A particular approach to large language models has been to improve their logical thinking and problem solving skills. Reinforcement learning (RL) is increasingly used in this space for massive models and compact versions that can work well in restricted computer environments. An important challenge in this field is to improve the reasoning capacity of a model without depending on extremely large infrastructure or excessive training time. The main models require expensive hardware and patented data pipes, which puts them out of reach of smaller laboratories or companies. This raises the question of whether smaller models can be improved using profitable approaches and achieve performance comparable to their larger counterparts in challenging tasks such as mathematical reasoning.
Several methods have been explored to address this. The thinking chain application helps guide models through problematic steps. Search algorithms, such as the search for the beam and the search for the tree of Monte Carlo, are also used to improve the logical flow of the answers. Reinforcement learning itself has been tested in multiple environments. However, many of these approaches are still obliged by the same problems: they depend on mass data sets or lead to unstable performance in small -scale configurations. In addition, the results often do not coincide with those of patented models such as the previous OPENAI O1.
The research introduced by a team of the Knovel engineering laboratory in Singapore and the University of Sciences of VNU in Vietnam focused on overcoming these problems. The researchers used a 1.5 billion parameter model called Depseek-R1-Distill-Qwen-1.5b. They adopted the group optimization algorithm of the group (GRPO) for configuration, training the model using four A40 NVIDIA GPU with 48 GB VRM each, all within a strict 24 -hour limit. Its key objective was to improve the reasoning of the model without a great financial or computational investment. Its training consumed only $ 42 in computer costs, a drastic reduction compared to the baselines that require thousands of dollars.

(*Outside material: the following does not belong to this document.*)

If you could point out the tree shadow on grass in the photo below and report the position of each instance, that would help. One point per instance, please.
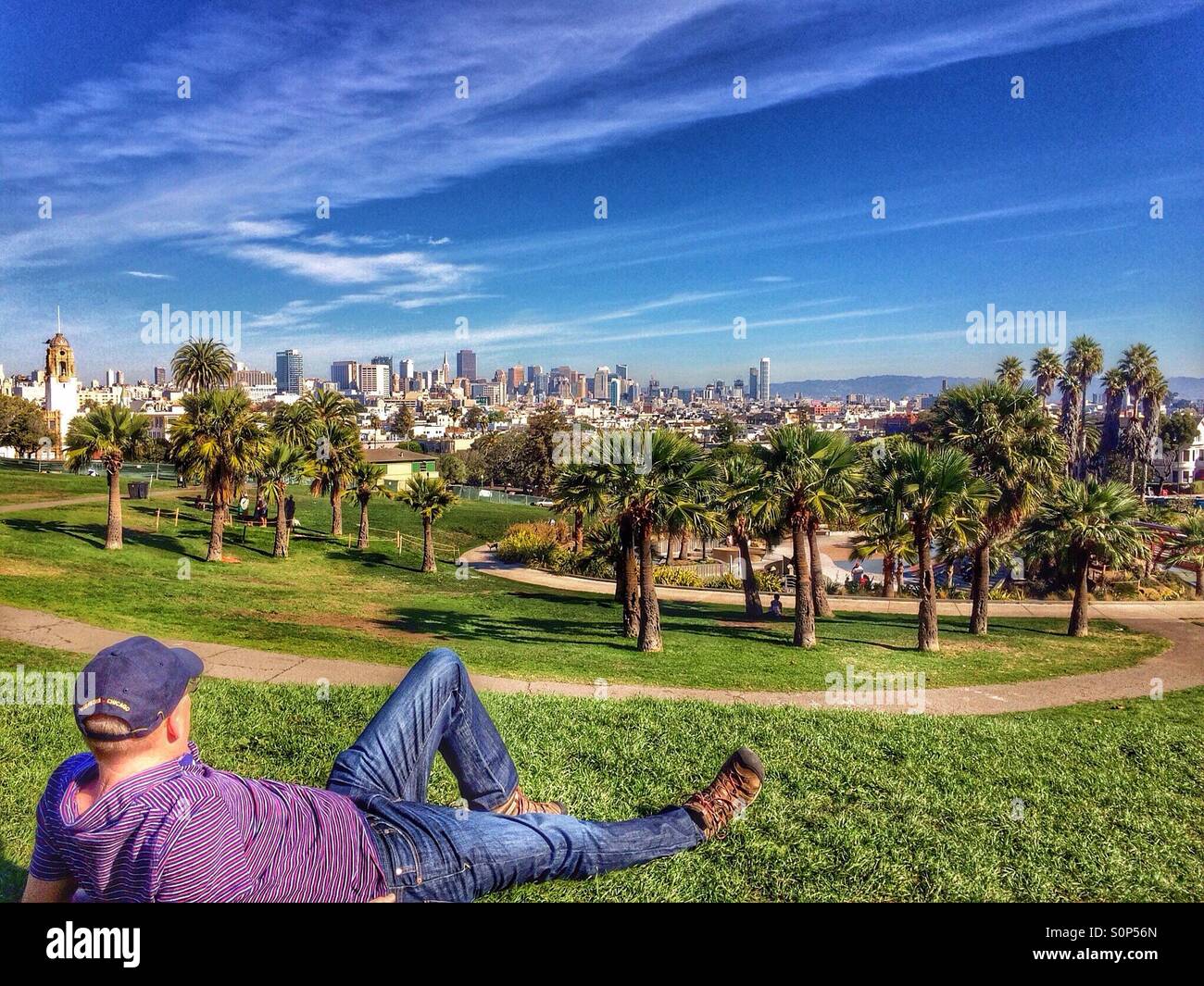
(489, 628)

The team gathered a data set of 39,659 specific mathematics questions to achieve this by refining two existing data sets: open and open scale. The filtering process consisted of eliminating trivial or noisy questions using different models such as qwen2.5-7b-instruct and deepseek-r1-distill-qwen-1.5b. The rewards system was based on rules and focused on three components: correction of the responses (using box notation), structural format (tax with labels) and output length (rewarded with a cosine function to promote concise reasoning). The GRPO algorithm was used to test group responses and apply score -based optimization, avoiding the need for a critical model and, therefore, further reducing computational demands.

The performance of this approach was tested in five reference data sets: AMC23, Aime24, Math-500, Olympiadbench and Minerva. In an experiment, using only the Open-S1 data set, the AMC23 precision of the model improved from 63% to 70% within the first 100 global steps, but then decreased. In another essay that combined 7,000 samples of mixed difficulty, the accuracy in AMC23 increased to 80%and Aime24 reached 46.7%. The model called Open-RS2, trained in that configuration, also showed competitive scores in Olympiadbench (52.4%) and Math-500 (85%). In the final experiment, the cosine reward helped regulate the exit length to a range of 1000–3500 tokens, and the model maintained a accuracy of 72.5% in AMC23 and 84.4% in Math-500.
This research showed that effective reasoning in small language models can even be achieved with limited resources. The problem of training small models without a significant hardware investment was addressed with an efficient and low -cost training strategy. The proposed method used reinforcement learning and selected data to offer surprisingly strong results. With continuous improvements in the design of rewards and the stability of optimization, small models can soon rival their greatest counterparts in practical reasoning tasks.
Verify he Paper and Github page. All credit for this investigation goes to the researchers of this project. In addition, feel free to follow us <a target="_blank" href="https://x.com/intent/follow?screen_name=marktechpost” target=”_blank” rel=”noreferrer noopener”>twitter And don't forget to join our 85k+ ml of submen.

Nikhil is an internal consultant at Marktechpost. He is looking for a double degree integrated into materials at the Indian Institute of technology, Kharagpur. Nikhil is an ai/ML enthusiast who is always investigating applications in fields such as biomaterials and biomedical sciences. With a solid experience in material science, it is exploring new advances and creating opportunities to contribute.